As provided in the Indenture and subject to certain limitations therein set forth, the transfer of this Note is registrable in the Security Register, upon surrender of this Note for registration of transfer at the office or agency of the Company in any place where the principal of and any premium and interest on this Note are payable, duly endorsed by, or accompanied by a written instrument of transfer in form satisfactory to the Company and the Security Registrar duly executed by, the Noteholder hereof or his attorney duly authorized in writing, and thereupon one or more new Notes of this series and of like tenor, of authorized denominations and for the same aggregate principal amount, will be issued to the designated transferee or transferees.

The Notes of this series are issuable only in registered form without coupons in minimum denominations of €100,000 and integral multiples of €1,000 in excess thereof.
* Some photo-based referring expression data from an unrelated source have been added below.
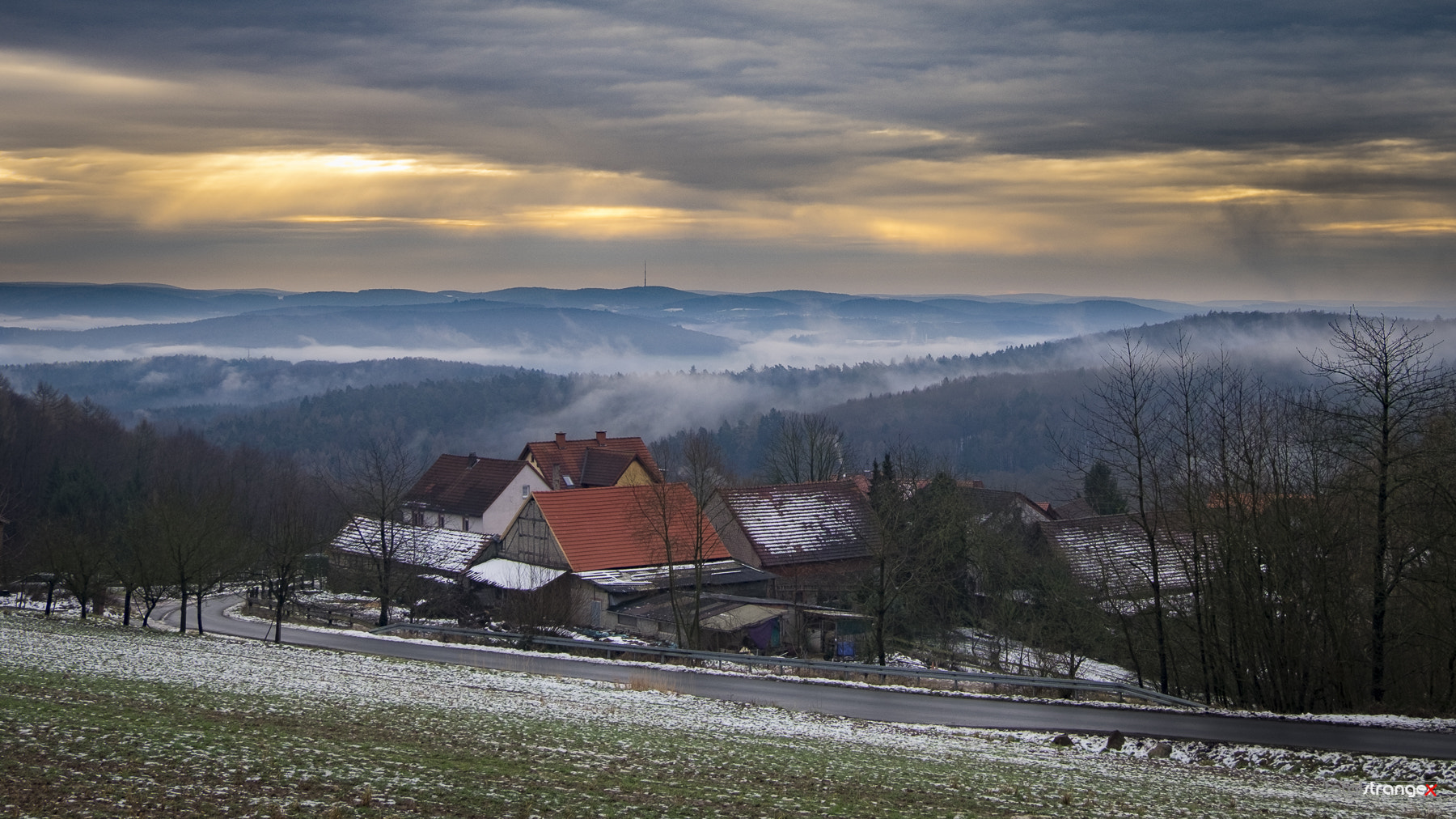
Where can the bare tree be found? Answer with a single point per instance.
(676, 524)
(291, 520)
(1124, 426)
(1382, 389)
(807, 448)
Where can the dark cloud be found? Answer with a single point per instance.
(793, 105)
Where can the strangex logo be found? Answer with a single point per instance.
(1404, 789)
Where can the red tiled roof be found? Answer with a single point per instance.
(569, 455)
(613, 526)
(462, 484)
(806, 522)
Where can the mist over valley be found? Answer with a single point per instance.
(460, 372)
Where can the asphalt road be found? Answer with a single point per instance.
(875, 704)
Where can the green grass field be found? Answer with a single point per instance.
(96, 720)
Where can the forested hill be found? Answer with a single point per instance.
(988, 416)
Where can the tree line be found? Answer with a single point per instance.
(96, 509)
(1299, 542)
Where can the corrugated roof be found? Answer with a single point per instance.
(993, 502)
(603, 467)
(616, 526)
(793, 524)
(442, 550)
(569, 455)
(1075, 509)
(462, 484)
(513, 575)
(1110, 553)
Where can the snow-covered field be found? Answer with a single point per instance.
(737, 757)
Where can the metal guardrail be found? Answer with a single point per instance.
(332, 615)
(984, 678)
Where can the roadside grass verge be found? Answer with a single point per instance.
(98, 720)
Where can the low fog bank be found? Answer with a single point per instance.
(986, 414)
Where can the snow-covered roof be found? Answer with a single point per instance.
(717, 613)
(444, 551)
(513, 575)
(1110, 553)
(645, 579)
(804, 522)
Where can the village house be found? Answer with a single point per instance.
(815, 538)
(593, 462)
(472, 494)
(586, 553)
(420, 555)
(1110, 555)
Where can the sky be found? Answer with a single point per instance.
(1181, 151)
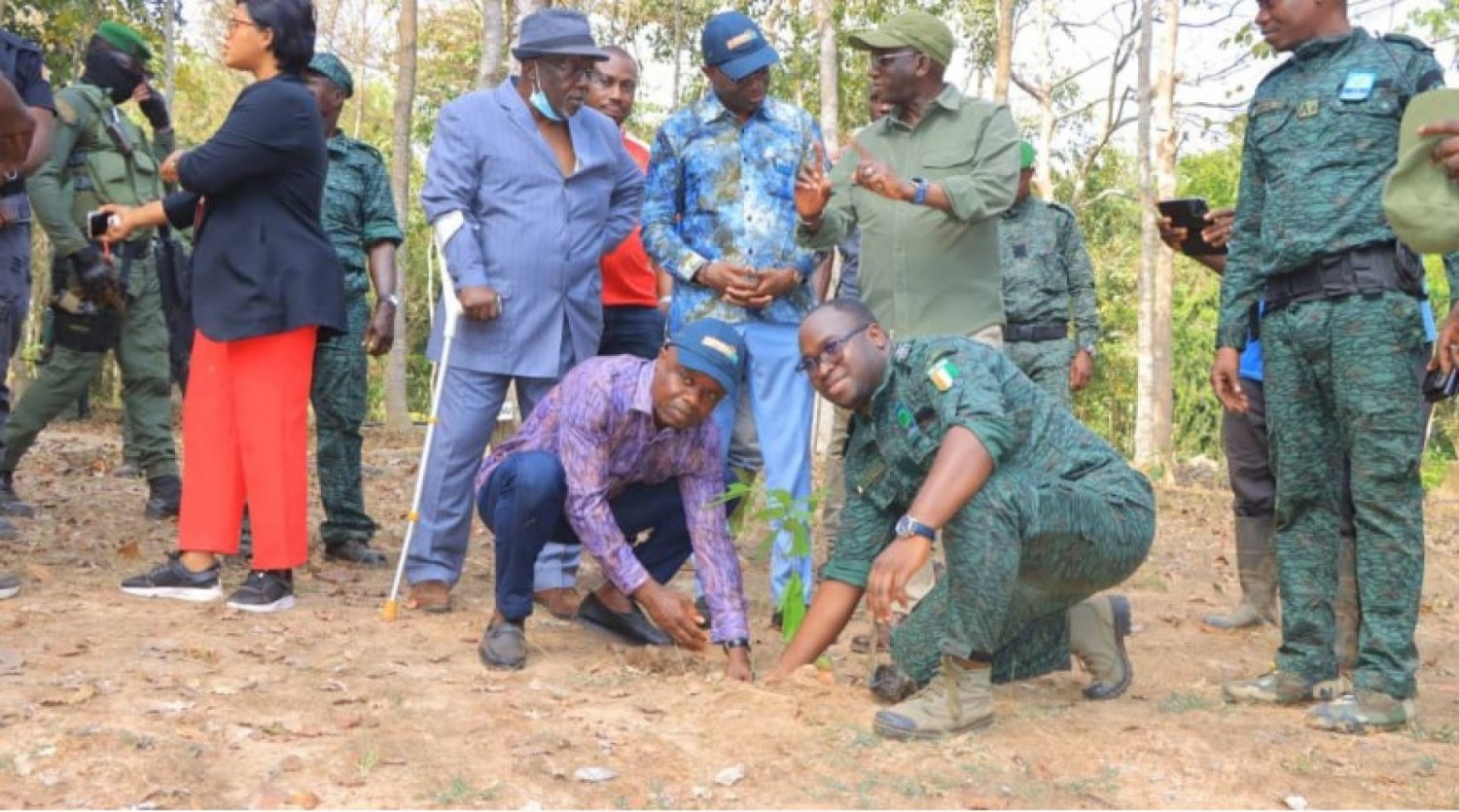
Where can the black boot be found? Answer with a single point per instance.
(163, 496)
(12, 505)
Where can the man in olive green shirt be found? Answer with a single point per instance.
(925, 187)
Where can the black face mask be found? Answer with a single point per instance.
(111, 70)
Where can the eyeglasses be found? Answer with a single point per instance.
(881, 61)
(572, 70)
(831, 352)
(233, 23)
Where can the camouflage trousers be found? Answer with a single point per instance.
(1024, 549)
(338, 397)
(1047, 364)
(1342, 381)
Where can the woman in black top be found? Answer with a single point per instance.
(265, 282)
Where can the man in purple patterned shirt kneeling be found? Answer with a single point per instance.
(622, 446)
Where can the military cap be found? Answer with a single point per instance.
(913, 29)
(330, 67)
(1420, 200)
(125, 40)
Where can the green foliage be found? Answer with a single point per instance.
(782, 512)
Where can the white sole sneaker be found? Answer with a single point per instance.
(286, 602)
(192, 593)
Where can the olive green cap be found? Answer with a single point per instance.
(125, 40)
(912, 29)
(1420, 200)
(330, 67)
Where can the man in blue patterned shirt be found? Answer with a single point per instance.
(720, 215)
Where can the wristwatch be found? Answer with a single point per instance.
(919, 192)
(909, 526)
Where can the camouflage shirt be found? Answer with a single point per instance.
(358, 207)
(939, 382)
(1047, 271)
(1321, 137)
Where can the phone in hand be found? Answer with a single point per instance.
(1190, 213)
(1441, 385)
(98, 224)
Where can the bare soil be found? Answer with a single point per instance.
(113, 701)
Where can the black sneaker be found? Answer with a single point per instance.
(174, 581)
(266, 590)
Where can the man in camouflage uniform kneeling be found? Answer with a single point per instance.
(1036, 512)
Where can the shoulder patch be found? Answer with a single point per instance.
(943, 373)
(1406, 40)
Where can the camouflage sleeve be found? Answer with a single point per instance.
(379, 224)
(1082, 283)
(968, 394)
(866, 531)
(50, 200)
(1242, 282)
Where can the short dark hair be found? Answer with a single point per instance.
(848, 306)
(292, 25)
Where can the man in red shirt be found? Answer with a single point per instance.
(632, 285)
(632, 321)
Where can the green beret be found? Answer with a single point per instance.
(913, 29)
(125, 40)
(330, 67)
(1420, 200)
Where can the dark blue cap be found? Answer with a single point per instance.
(735, 46)
(712, 347)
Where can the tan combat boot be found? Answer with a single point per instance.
(957, 700)
(1363, 712)
(1097, 628)
(1257, 570)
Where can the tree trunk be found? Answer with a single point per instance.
(169, 54)
(829, 73)
(493, 38)
(1147, 388)
(397, 402)
(1003, 60)
(1164, 142)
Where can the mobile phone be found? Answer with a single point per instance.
(1441, 385)
(1190, 213)
(98, 224)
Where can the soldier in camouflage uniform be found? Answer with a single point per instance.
(1036, 513)
(104, 302)
(1342, 343)
(1048, 282)
(359, 219)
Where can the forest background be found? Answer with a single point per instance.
(1128, 102)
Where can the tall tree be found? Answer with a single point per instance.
(1003, 64)
(397, 403)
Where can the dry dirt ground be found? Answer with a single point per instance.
(114, 701)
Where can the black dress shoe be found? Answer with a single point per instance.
(355, 551)
(632, 625)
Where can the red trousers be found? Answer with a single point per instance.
(245, 436)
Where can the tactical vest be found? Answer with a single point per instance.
(111, 160)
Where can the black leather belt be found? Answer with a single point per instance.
(1035, 332)
(15, 209)
(1368, 270)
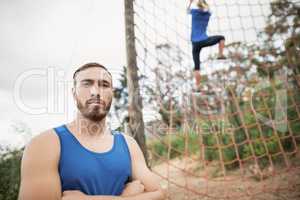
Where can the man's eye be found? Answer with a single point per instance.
(104, 85)
(86, 84)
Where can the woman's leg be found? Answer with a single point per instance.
(196, 58)
(212, 40)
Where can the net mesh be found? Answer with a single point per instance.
(239, 138)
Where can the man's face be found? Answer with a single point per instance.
(93, 93)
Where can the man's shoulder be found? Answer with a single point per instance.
(46, 142)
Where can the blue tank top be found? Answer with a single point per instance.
(90, 172)
(199, 24)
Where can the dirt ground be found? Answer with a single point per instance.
(187, 179)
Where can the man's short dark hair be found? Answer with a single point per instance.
(89, 65)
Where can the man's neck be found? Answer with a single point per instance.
(86, 127)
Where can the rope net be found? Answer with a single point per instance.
(239, 138)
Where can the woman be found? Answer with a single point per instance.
(199, 38)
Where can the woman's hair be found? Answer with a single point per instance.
(202, 4)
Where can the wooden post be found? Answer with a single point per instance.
(135, 107)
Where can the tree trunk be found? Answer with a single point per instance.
(135, 107)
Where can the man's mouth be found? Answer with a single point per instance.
(97, 102)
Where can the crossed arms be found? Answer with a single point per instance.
(40, 178)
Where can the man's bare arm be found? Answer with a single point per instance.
(39, 169)
(140, 172)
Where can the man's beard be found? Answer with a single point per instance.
(94, 113)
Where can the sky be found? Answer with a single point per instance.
(43, 42)
(39, 38)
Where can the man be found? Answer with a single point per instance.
(83, 160)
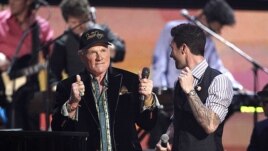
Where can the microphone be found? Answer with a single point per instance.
(92, 11)
(38, 3)
(164, 140)
(185, 13)
(144, 75)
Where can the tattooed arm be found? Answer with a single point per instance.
(207, 119)
(211, 114)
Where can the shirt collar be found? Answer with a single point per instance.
(199, 70)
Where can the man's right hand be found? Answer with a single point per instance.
(77, 91)
(4, 62)
(158, 147)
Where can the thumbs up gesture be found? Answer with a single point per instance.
(78, 90)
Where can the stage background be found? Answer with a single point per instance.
(140, 28)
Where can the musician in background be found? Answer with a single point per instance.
(259, 137)
(79, 17)
(215, 15)
(22, 33)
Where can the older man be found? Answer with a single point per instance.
(104, 101)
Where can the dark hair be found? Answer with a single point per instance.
(191, 35)
(220, 11)
(75, 8)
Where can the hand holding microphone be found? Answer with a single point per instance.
(146, 85)
(163, 145)
(78, 90)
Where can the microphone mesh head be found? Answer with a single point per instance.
(145, 72)
(164, 138)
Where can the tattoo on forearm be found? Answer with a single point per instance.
(205, 116)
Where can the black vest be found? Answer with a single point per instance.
(188, 134)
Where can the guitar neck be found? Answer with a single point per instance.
(28, 71)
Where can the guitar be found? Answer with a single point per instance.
(17, 77)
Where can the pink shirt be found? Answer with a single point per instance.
(11, 33)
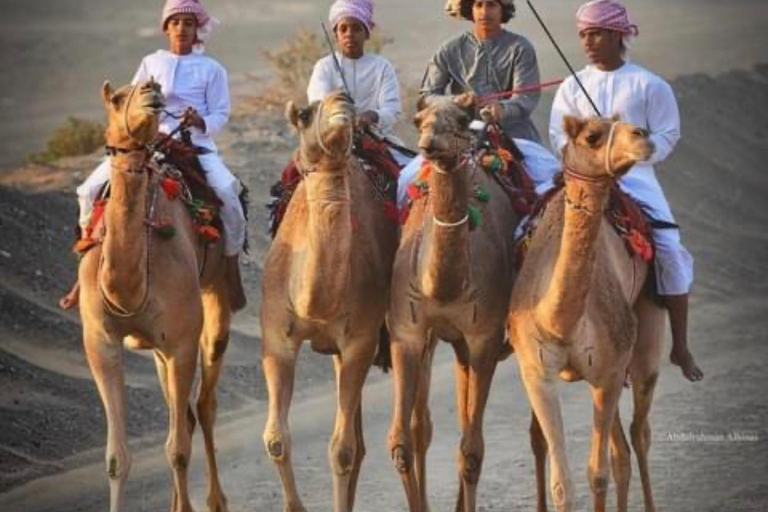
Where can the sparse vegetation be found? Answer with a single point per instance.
(75, 137)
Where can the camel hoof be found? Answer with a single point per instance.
(401, 459)
(275, 449)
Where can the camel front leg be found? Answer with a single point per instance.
(213, 344)
(606, 400)
(644, 372)
(105, 359)
(472, 448)
(461, 376)
(421, 430)
(406, 365)
(351, 370)
(180, 365)
(539, 448)
(162, 374)
(621, 463)
(279, 364)
(545, 401)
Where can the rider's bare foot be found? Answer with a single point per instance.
(684, 359)
(71, 299)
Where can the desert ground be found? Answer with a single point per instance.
(710, 449)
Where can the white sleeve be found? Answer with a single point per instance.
(217, 98)
(561, 106)
(142, 74)
(663, 120)
(321, 83)
(390, 107)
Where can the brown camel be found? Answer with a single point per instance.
(449, 283)
(326, 279)
(145, 291)
(579, 310)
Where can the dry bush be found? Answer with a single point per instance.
(75, 137)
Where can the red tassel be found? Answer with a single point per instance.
(171, 188)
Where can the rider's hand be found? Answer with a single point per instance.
(192, 118)
(493, 110)
(367, 119)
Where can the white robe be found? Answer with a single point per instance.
(373, 85)
(646, 100)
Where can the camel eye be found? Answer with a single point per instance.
(593, 138)
(305, 115)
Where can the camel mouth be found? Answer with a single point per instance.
(339, 118)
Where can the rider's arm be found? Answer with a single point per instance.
(217, 98)
(663, 119)
(525, 73)
(390, 107)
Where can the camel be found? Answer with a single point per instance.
(449, 283)
(580, 310)
(326, 279)
(148, 292)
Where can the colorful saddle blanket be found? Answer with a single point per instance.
(622, 212)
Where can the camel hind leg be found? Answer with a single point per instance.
(279, 363)
(539, 449)
(644, 371)
(105, 359)
(406, 366)
(213, 343)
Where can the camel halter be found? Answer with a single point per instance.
(319, 137)
(571, 172)
(467, 159)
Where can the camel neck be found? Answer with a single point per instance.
(565, 300)
(445, 268)
(327, 266)
(123, 273)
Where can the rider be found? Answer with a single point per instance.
(489, 60)
(196, 89)
(621, 87)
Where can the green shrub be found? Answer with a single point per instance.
(75, 137)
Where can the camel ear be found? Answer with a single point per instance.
(573, 126)
(465, 101)
(107, 92)
(292, 113)
(422, 103)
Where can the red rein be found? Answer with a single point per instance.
(521, 90)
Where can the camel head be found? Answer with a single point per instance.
(325, 129)
(443, 126)
(604, 148)
(132, 114)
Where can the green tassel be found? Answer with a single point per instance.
(481, 194)
(475, 216)
(165, 231)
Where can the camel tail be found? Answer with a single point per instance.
(383, 357)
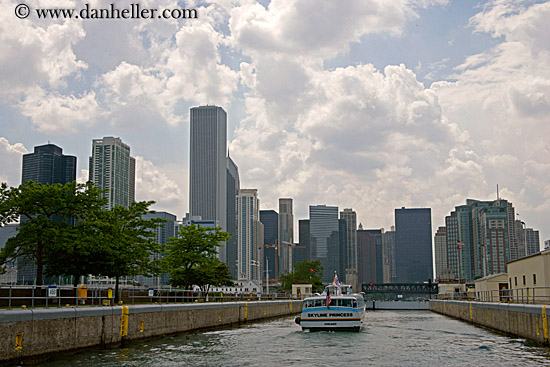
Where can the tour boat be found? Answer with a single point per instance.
(337, 308)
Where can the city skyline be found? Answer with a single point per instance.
(425, 104)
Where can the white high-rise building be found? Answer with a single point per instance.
(286, 235)
(250, 235)
(208, 166)
(112, 168)
(350, 251)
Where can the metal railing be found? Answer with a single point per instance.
(20, 296)
(528, 295)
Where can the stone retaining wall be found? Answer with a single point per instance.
(28, 334)
(527, 321)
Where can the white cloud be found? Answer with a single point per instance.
(310, 28)
(11, 156)
(34, 53)
(355, 136)
(500, 97)
(59, 114)
(154, 183)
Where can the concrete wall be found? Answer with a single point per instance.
(527, 321)
(55, 330)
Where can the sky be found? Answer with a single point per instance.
(371, 105)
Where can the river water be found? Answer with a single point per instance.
(388, 338)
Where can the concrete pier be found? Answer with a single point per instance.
(37, 333)
(527, 321)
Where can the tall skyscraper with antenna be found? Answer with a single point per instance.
(208, 166)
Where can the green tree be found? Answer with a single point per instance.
(191, 258)
(305, 272)
(126, 241)
(47, 214)
(81, 253)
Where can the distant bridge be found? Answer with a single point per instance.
(399, 290)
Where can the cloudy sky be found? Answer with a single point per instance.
(369, 104)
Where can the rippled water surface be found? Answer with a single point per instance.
(388, 338)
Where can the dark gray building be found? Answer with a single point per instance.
(325, 239)
(208, 166)
(162, 234)
(47, 165)
(270, 220)
(233, 186)
(342, 248)
(378, 254)
(302, 253)
(413, 245)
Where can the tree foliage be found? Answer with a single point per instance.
(305, 272)
(125, 241)
(191, 258)
(47, 214)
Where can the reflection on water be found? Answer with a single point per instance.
(388, 338)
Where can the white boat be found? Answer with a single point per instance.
(337, 308)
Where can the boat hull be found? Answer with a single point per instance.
(330, 319)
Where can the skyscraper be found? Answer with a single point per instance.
(47, 165)
(250, 236)
(388, 256)
(286, 235)
(270, 220)
(413, 245)
(324, 239)
(366, 257)
(378, 254)
(162, 234)
(303, 238)
(481, 238)
(440, 246)
(111, 168)
(233, 186)
(350, 251)
(208, 166)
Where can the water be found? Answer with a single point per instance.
(388, 338)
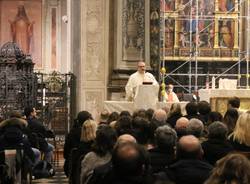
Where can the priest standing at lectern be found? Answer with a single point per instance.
(138, 78)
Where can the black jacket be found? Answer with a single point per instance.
(215, 149)
(190, 171)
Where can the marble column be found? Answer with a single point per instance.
(94, 55)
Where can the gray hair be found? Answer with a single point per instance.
(195, 127)
(217, 130)
(165, 138)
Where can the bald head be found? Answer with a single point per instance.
(141, 67)
(125, 138)
(160, 115)
(181, 123)
(189, 147)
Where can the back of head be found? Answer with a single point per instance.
(233, 168)
(105, 140)
(88, 132)
(141, 130)
(214, 116)
(217, 130)
(149, 113)
(129, 159)
(204, 108)
(160, 115)
(181, 126)
(125, 113)
(125, 138)
(192, 108)
(27, 111)
(242, 129)
(189, 147)
(124, 125)
(82, 116)
(165, 138)
(195, 127)
(175, 109)
(230, 118)
(234, 102)
(113, 117)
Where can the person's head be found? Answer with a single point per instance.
(242, 129)
(160, 115)
(195, 127)
(149, 114)
(113, 117)
(230, 118)
(141, 130)
(233, 168)
(192, 108)
(234, 103)
(82, 116)
(217, 130)
(204, 108)
(29, 112)
(88, 132)
(124, 125)
(105, 140)
(104, 117)
(125, 113)
(189, 147)
(165, 138)
(214, 116)
(129, 159)
(170, 88)
(175, 109)
(181, 126)
(141, 67)
(125, 138)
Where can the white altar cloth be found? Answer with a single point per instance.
(119, 106)
(206, 94)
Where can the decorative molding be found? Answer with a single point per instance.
(132, 37)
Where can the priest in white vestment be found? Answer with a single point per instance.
(138, 78)
(170, 95)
As provided in the Indenture and subject to certain limitations therein set forth, Notes of this series are exchangeable for a like aggregate principal amount of Notes of this series and of like tenor of a different authorized denomination, as requested by the Noteholder surrendering the same.

No service charge shall be made to a Noteholder for any such registration of transfer or exchange, but the Company may require payment of a sum sufficient to cover any tax or other governmental charge payable in connection therewith.

 

B-9


Prior to due presentment of this Note for registration of transfer, the Company, the Trustee, the Paying Agent and any agent of the Company or the Trustee may treat the Person in whose name this Note is registered as the owner hereof for all purposes, whether or not this Note be overdue, and neither the Company, the Trustee nor any such agent shall be affected by notice to the contrary.

The Company has caused Common Code and ISIN numbers to be printed on the Notes of this series and the Trustee or Registrar may use Common Code and ISIN numbers in notices of redemption or offers to repurchase as a convenience to Noteholders. No representation is made as to the accuracy of such numbers either as printed on the Notes or as contained in any notice of redemption or offer to repurchase.

All terms used in this Note which are defined in the Indenture shall have the meanings assigned to them in the Indenture.

THE INDENTURE AND THIS NOTE SHALL BE GOVERNED BY AND CONSTRUED IN ACCORDANCE WITH THE LAWS OF THE STATE OF NEW YORK.

 

B-10


SCHEDULE OF EXCHANGES OF INTERESTS IN THE GLOBAL SECURITY *

The initial outstanding principal amount of this Global Security is €______________.

The following exchanges of a part of this Global Security for an interest in another Global Security or for Security in certificated form, or exchanges of a part of another Global Security or Security in certificated form for an interest in this Global Security, have been made:

 

Date of Exchange

   Amount of
decrease in
Principal
Amount of this
Global Security
   Amount of
increase in
Principal
Amount of this
Global Security
   Principal
Amount of this
Global Security
following such
decrease or
increase
   Signature of
authorized
officer of Trustee
or Custodian

 

 

*

This schedule should be included only if the Note is issued in global form.